Namun, pemerintah Jepang tetap melanjutkan agenda Olimpiade seperti yang sudah dijadwalkan.
"Kami mengerahkan semua upaya kami untuk membendung penyebaran infeksi Covid-19," kata Perdana Menteri Jepang, Yoshihide Suga awal Mei lalu dilansir Reuters.
Baca juga: PM Yoshihide Suga Tak Segan Mendiskualifikasi Atlet Olimpiade yang Melanggar Hukum di Jepang
Baca juga: Malaysia Open 2021 Ditunda, PBSI Gelar Simulasi Pertandingan untuk Olimpiade Tokyo
Suga juga menegaskan, meskipun ada kekhawatiran, Tokyo masih dapat menjadi tuan rumah Olimpiade yang aman dan terjamin pada Juli dan Agustus nanti.
Rupanya, banyak warga Jepang tidak setuju dengan sentimen itu.
Kebanyakan orang Jepang ingin Olimpiade dibatalkan, atau setidaknya ditunda lagi

Lebih dari 70% warga Jepang berpendapat bahwa Olimpiade Musim Panas 2020, yang semula dijadwalkan digelar tahun 2020, harus ditunda lagi karena pandemi, atau dibatalkan seluruhnya, menurut jajak pendapat Kyodo News baru-baru ini.
Selain itu, sebuah petisi di change.org untuk membatalkan Olimpiade, sejauh ini telah mengumpulkan lebih dari 310.000 tanda tangan.
"Dengan meningkatnya COVID-19, kami mendesak IOC [Komite Olimpiade Internasional], Pemerintah Jepang, Pemerintah Metropolitan Tokyo, dan Komite Penyelenggara untuk mengambil keputusan yang tepat dan membatalkan acara tersebut secepatnya," tulis Utsunomiya Kenji, pengacara Jepang yang menulis petisi, dalam rilis berita.
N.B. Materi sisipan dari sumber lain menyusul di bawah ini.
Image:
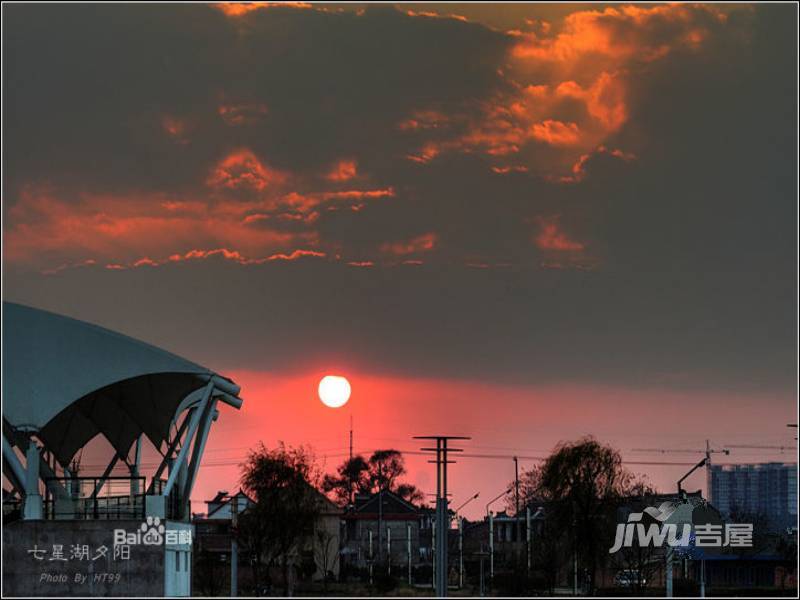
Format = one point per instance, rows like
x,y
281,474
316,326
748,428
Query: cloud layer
x,y
617,177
"Saya tidak mengerti alasan diadakannya Olimpiade ketika sistem perawatan medis kita sudah dalam keadaan runtuh," kata seorang perawat Jepang yang menandatangani petisi itu.
"IOC sangat tidak bertanggung jawab," tulis pemohon lainnya.
"Meskipun saya merasa kasihan pada para atlet, ada orang lain yang lebih saya kasihi."
Presiden IOC Thomas Bach berencana mengunjungi Jepang pada pertengahan Mei dan bertemu dengan Perdana Menteri Suga.
Akan tetapi ada spekulasi bahwa kunjungannya akan dibatalkan, mengingat laju infeksi COVID-19 saat ini di Jepang.
Menurut Kyodo News, status darurat yang telah diberlakukan di Tokyo, Osaka, Kyoto, dan Hyogo sejak 25 April diperpanjang hingga akhir Mei, dan diperluas hingga mencakup lebih banyak prefektur, seiring penyebaran penyakit.
Banyak orang Jepang kehilangan kesabaran dengan pandemi, dan tidak berharap lockdown yang sedang berlangsung akan banyak membantu mengendalikan penyebaran virus.
Bar tidak dapat menyajikan alkohol dalam keadaan darurat, dan tempat karaoke juga ditutup.
Beberapa warga Jepang yang frustrasi telah minum di jalan-jalan, Associated Press melaporkan.
"Medali emas menjadi prioritas di atas nyawa banyak orang," kata aktivis Misako Ichimura pada protes Olimpiade baru-baru ini, menurut The Wall Street Journal.
Ichimura telah menjadi pengunjuk rasa anti-Olimpiade yang gigih sejak Jepang dianugerahi pertandingan ini pada tahun 2013, ketika sebagian besar orang Jepang mendukung penyelenggaraannya.
Jepang kini mencatat lebih banyak kematian akibat virus corona dalam empat bulan pertama 2021 daripada yang terjadi pada tahun 2020.
Program vaksinasi yang berjalan lambat juga memperburuk sentimen publik.